Feeding Your Cat for Optimal Health
Feeding Your Cat for Optimal Health
June is the ASPCA’s Adopt a Shelter Cat Month and I am hoping many families will be welcoming a new furry feline into their home this month. To help new cat owners learn about the needs of cats, this month’s blogs are dedicated to feline topics – this week to nutrition.
Use a Reliable Source of Information About Feline Nutrition
Your veterinarian’s website, the website of a college of veterinary medicine, or an organization like the World Small Animal Veterinary Association’s (WSAVA) Global Nutrition Committee are excellent sources of information about feline nutrition.

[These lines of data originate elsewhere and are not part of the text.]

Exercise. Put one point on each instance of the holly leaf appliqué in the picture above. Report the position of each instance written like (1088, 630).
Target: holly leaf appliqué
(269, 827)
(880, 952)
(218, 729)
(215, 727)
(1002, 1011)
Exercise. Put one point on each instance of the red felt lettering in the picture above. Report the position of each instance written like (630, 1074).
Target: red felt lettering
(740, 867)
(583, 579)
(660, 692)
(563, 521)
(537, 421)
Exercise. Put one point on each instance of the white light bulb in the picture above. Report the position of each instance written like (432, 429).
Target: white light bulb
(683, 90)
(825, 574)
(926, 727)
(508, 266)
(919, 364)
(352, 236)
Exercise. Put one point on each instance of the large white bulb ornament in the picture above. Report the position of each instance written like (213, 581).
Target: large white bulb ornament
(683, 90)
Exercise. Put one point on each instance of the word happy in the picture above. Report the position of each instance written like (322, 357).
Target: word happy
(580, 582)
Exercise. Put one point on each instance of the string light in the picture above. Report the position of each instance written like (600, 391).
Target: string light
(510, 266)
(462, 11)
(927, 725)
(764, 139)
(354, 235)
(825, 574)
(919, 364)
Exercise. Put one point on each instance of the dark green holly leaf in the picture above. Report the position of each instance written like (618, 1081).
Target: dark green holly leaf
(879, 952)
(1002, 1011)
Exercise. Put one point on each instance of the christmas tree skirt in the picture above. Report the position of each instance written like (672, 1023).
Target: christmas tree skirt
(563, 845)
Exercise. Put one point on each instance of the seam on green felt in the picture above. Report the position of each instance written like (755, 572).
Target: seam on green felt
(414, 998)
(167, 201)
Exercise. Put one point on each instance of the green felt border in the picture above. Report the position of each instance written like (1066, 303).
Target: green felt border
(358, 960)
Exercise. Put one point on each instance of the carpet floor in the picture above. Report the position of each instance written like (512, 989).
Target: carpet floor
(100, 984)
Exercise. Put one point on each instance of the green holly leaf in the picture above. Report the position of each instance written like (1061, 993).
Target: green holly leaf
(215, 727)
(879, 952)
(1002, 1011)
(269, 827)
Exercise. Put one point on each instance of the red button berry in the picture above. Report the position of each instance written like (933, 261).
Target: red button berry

The WSAVA has a feline specific set of guidelines for internet based nutritional information, or the American Academy of Veterinary Nutrition’s resource page.
Feed to Maintain an Ideal Body Condition
Veterinarians discuss ideal body condition rather than a specific ideal weight since some slinky Siamese cats should weigh five pounds and a beefy Maine Coon cat, 15 pounds. The image on the right shows a cat with an ideal body condition. Notice you can see a waistline when looking at your cat from the top and a can feel the ribs if you put your hands on the cat. The loss of a waistline means your cat should lose weight and visualization of the ribs suggests more food is in order.
Feed a Complete and Balanced Diet
A “complete and balanced” diet will say exactly that on the pet food label. The label also indicates the life stage for which the food is appropriate: kitten, puppy, adult, senior. Obviously you should choose the appropriate one for your pet. Some pet foods and treats are not complete and balanced and the label will indicate these foods are “intended for intermittent or supplemental feeding only.” Occasionally, treats are formulated to be “complete and balanced” and that will be indicated on the label, as well. Veterinarians define supplemental feeding as less than 10% of the daily calorie requirement.
Think Twice About Feeding Raw Food
Being totally honest, I am nervous about the safety of raw food diets, specifically raw animal protein sources. Raw fruits, vegetables and vegetable protein sources are usually safe when eaten raw. We cook protein, specifically meat, to protect against certain food borne illnesses, like Salmonella, Campylobacter and Toxoplasma. Raw food must be handled carefully, since it poses a significant health risk to both pets and humans, especially children and immunocompromised individuals. After handling raw food diets, hands and food preparation surfaces and cat bowls must be washed with hot soapy water or in the dishwasher to avoid spreading any infectious agents. Raw diets may not be appropriate in homes with small children and immunocompromised individuals. Here is more on protecting your pets against foodborne illness.
Feed Carbs…Or Not
I am bringing this up because it is currently an area of great controversy in feline nutrition. There are proponents of zero carbs and proponents of carbs for cats. The former argue cats are strict carnivores and the latter provide data indicating cats can utilize the nutrients provided by grains and starches. Some veterinary research indicates treatment of feline diabetes requires a high fiber (high carbohydrate diet) and others a high protein diet. Since the currently available data is conflicting, I suggest cat owners rely on the expert advice of their veterinarian for recommendations on the optimal food for your individual cat, including dietary carbohydrate content.